A lo largo de mi vida he visto (espero que a algunas también ayudado) muchas parejas carcomidas por la culpa y despedazadas por no poder atender a todas las demandas que desde uno y otro lado intentan normalizar la convivencia: A qué casa ir a comer los domingos, con quién pasar la nochebuena o cómo organizar el patrimonio familiar.

Voy a intentar decirlo alto y claro: “ES LITERALMENTE IMPOSIBLE QUEDAR BIEN CON TODO EL MUNDO, ASÍ QUE ÚNICAMENTE INTENTA QUEDAR BIEN CONTIGO MISMO”.

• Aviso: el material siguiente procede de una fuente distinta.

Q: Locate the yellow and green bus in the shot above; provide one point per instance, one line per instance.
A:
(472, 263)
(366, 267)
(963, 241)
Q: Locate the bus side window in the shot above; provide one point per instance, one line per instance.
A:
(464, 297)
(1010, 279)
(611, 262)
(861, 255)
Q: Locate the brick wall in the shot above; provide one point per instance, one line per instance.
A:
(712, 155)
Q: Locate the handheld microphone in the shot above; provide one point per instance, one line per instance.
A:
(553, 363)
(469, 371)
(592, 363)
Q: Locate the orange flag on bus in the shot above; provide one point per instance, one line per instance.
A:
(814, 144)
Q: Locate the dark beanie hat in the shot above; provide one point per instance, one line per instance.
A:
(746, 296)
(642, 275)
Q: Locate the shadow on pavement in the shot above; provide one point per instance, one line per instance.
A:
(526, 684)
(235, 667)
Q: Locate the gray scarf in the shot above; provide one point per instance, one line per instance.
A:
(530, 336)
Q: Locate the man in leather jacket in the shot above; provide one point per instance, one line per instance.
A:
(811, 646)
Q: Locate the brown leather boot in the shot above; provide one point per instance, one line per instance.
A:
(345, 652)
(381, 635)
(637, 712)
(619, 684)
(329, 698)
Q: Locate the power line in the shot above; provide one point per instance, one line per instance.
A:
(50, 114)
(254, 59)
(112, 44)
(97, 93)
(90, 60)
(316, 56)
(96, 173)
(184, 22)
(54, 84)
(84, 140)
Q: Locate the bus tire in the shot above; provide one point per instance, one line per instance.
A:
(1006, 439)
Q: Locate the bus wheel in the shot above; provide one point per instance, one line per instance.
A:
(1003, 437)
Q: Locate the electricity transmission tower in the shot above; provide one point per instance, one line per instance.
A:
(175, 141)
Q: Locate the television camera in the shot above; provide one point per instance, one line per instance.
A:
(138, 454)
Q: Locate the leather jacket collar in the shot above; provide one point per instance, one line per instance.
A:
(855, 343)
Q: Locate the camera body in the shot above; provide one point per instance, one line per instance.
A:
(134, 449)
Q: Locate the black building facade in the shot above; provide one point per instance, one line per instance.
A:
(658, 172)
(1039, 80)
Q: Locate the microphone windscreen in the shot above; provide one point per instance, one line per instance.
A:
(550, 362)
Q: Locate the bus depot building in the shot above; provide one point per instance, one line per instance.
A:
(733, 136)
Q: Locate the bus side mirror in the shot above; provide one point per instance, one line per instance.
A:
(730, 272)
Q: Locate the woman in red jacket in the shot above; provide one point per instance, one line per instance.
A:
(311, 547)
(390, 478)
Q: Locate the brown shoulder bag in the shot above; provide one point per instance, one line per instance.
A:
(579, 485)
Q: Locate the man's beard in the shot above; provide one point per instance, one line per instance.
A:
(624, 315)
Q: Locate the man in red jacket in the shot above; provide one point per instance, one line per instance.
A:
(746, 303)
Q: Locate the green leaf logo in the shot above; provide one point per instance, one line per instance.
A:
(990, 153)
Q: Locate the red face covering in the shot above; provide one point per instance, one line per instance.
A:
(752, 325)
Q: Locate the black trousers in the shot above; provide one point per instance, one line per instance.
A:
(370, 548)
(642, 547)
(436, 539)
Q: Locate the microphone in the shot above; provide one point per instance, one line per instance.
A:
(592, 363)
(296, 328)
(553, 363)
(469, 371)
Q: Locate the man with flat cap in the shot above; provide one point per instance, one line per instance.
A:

Malo sería estancarse por las decisiones que uno toma, pero mucho peor aún sería hacerlo por las decisiones que me hicieron tomar. Ser consecuente con lo que soy y con lo que he elegido es el mejor antídoto para poder defender mi postura y mi identidad personal.
Evidentemente ser coherente, creo que ya lo he dicho en alguna ocasión, supone la responsabilidad de aceptar las consecuencias de mis acciones. No puedo pretender salir corriendo a refugiarme en los brazos de otro (madre, pareja, jefe, compañero) a la menor ocasión en que las circunstancias no se corresponden con mis pretensiones. Si el mundo es aquello que yo elijo que sea, debo aceptar las configuraciones de la realidad que se me van presentando. Quizá eso me suponga tener que decir adiós a personas a las que quiero, o aceptar que ese compañero del alma decida dejar de acompañar mis pasos.

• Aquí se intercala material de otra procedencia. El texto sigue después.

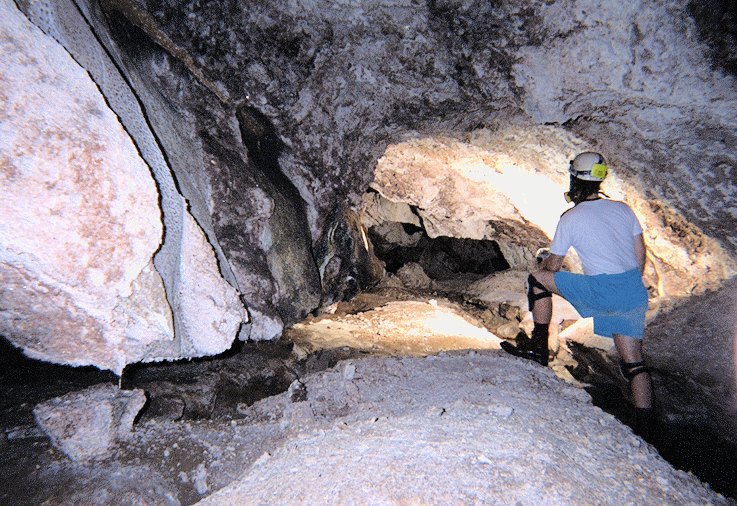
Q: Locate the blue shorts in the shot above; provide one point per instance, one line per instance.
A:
(617, 302)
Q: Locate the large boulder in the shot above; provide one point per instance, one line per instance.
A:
(82, 280)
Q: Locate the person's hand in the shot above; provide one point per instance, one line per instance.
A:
(541, 255)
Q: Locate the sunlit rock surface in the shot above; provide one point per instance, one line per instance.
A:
(79, 215)
(460, 115)
(84, 283)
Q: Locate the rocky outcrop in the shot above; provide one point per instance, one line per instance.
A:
(87, 279)
(264, 125)
(86, 425)
(693, 351)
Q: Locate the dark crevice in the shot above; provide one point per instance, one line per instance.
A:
(690, 447)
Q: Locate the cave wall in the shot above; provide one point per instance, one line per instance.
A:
(259, 119)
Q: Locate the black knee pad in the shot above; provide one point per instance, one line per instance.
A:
(532, 282)
(632, 369)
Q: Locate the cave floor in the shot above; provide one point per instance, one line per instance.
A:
(189, 443)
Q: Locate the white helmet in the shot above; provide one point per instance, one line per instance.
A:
(589, 166)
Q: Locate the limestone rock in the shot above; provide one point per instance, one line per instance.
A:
(87, 424)
(692, 351)
(79, 215)
(184, 275)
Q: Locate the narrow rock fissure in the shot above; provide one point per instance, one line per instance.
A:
(691, 447)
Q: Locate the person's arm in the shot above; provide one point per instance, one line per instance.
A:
(552, 263)
(640, 253)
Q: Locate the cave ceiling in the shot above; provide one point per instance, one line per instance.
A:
(276, 130)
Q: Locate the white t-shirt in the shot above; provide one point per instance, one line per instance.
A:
(602, 232)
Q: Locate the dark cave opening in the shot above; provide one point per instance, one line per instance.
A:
(441, 258)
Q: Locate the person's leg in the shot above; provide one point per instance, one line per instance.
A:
(542, 285)
(542, 310)
(635, 371)
(630, 351)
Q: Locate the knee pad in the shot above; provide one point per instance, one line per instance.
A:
(532, 283)
(632, 369)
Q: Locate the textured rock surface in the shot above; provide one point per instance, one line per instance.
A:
(465, 429)
(156, 318)
(465, 113)
(80, 217)
(693, 350)
(85, 425)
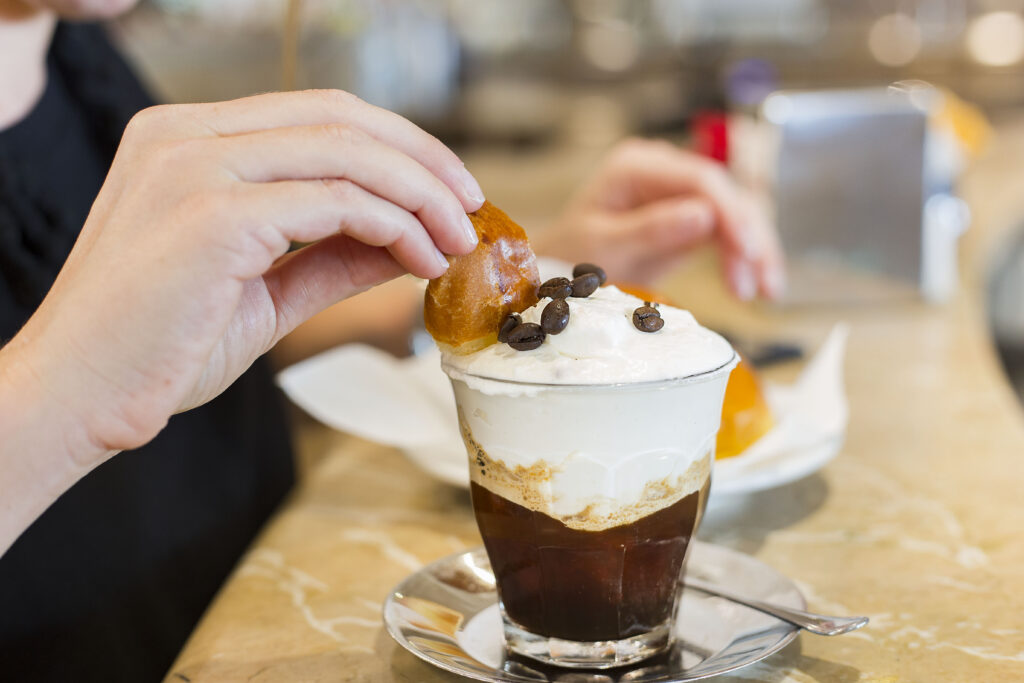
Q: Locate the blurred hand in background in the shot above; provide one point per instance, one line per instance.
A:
(649, 203)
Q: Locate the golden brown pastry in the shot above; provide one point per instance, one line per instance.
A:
(745, 416)
(464, 308)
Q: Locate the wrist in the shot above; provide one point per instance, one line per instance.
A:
(43, 449)
(47, 419)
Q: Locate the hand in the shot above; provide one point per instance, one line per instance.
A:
(181, 279)
(649, 203)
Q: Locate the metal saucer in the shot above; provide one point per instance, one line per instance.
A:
(446, 614)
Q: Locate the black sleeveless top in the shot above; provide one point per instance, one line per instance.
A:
(110, 582)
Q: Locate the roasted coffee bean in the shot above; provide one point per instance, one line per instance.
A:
(584, 268)
(555, 316)
(511, 322)
(646, 318)
(585, 285)
(526, 337)
(556, 288)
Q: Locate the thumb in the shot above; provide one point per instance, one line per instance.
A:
(308, 281)
(673, 224)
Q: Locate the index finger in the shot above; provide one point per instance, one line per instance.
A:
(310, 108)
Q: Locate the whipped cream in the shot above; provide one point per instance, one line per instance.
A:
(600, 345)
(602, 424)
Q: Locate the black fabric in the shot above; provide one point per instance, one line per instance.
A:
(110, 582)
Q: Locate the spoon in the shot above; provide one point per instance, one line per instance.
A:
(819, 624)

El miedo al abandono es sólo comparable al miedo a hacer daño a los demás, puesto que supone el reconocimiento de que me pueden hacer daño a mí mismo y claro, el “yo”, esa falsa identidad que me han hecho creer que tengo, se rebela ante la mera perspectiva del dolor. Pero en numerosas ocasiones crecer, siento tener que decirlo, duele, pero como toda circunstancia, el dolor también finaliza y termina cayendo en el saco del olvido. Hace tiempo, llevé a unos niños de excursión a la nieve. Teníamos varias opciones, pero finalmente decidimos llevarlos a la cima de una montaña. No era una caminata especialmente complicada, sin embargo, en las primeras rampas, la mayoría del grupo ya iba quejándose de la dificultad, hasta que uno de ellos, probablemente verbalizando lo que muchos pensaban, dijo en voz alta: “Para ir a ver la nieve no hacía falta venir hasta aquí, bastaba con acercarse a un Centro Comercial”. Puede parecer increíble, pero es estrictamente cierto. La generación actual ha aprendido que el dolor es un ente endemoniado que hay que evitar a toda costa, cuando en realidad no es más que un mensajero. Afortunadamente, una vez que uno llega a la cima, el dolor de la ascensión desaparece, porque el cambio de perspectiva es suficiente premio.

Para terminar me gustaría expresar una especie de canto a la esperanza: El abandono no existe, puesto que se basa en la sensación de ser abandonado y cualquier sensación es, por definición, voluble y pasajera. El abandono no es más que una oportunidad más para agradecer el tiempo que he compartido y la posibilidad de encontrar mejores compañeros de viaje que me lleven a la cima de la montaña. Quizá no entendamos por qué vamos a la nieve, pero os puedo asegurar que cuando llegas, la increíble sensación de estar en el lugar que te mereces, es el mejor bálsamo para curar todas las heridas del ascenso.